1. Price management with a data-based approach

Managing pricing policy with the support of real insights rather than intuition is a valuable tool for boosting sales at times of low demand while taking advantage of its increase during seasonal peaks. This is possible as long as the retailer can unify their data under common characteristics and without excluding any sales channel.

With this initial classification, where data is stored in data lakes, processed and used to feed machine learning models, it would be possible to:

  • Customize the discount or pricing policy based on the user: the data analysis is responsible for detecting common patterns and identifying customer clusters based on their previous online behavior as well as historical interests and purchases.
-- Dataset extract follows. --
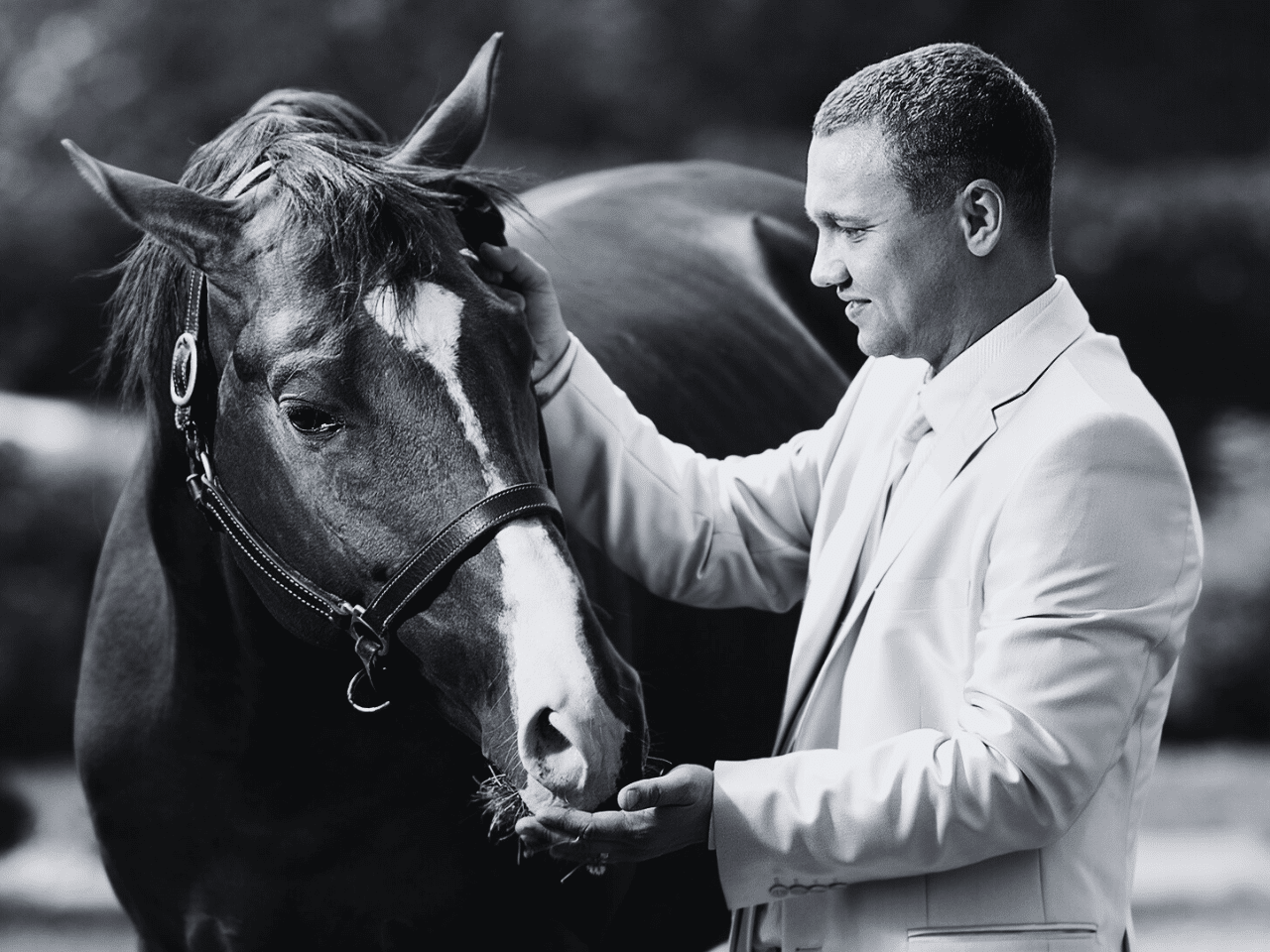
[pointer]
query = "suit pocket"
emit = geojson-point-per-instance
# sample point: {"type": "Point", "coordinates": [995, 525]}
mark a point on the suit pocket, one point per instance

This way, it is possible to design a strategy of promotions tailored to the types of users found and, therefore, with a greater probability of conversion.
  • Define prices by segments: in this case, the products and services’ catalogue as well as the price are set taking into account wider audience segments. For example, one option would be to have standardized prices for the majority of users, but also to integrate another strategy with more aggressive discounts aimed at those customers whose purchase engine is based on the price. Lastly, they would include premium offers with services or special features for those seeking extra security. 

2. Customized e-commerce upselling and cross-selling recommendations

One of the great references in these data science techniques is Amazon and its advanced algorithm to show recommendations to marketplace users. In this sense, the most established machine learning models are designed to:

  • Offer an improved version of the chosen product (upselling).
  • Recommend other products related to the purchased item such as a fitness ball with its air pump.
  • Suggest items that similar users have purchased at the same time. This is something very common in fashion e-commerce, where the aim is to boost the sale of complete outfits.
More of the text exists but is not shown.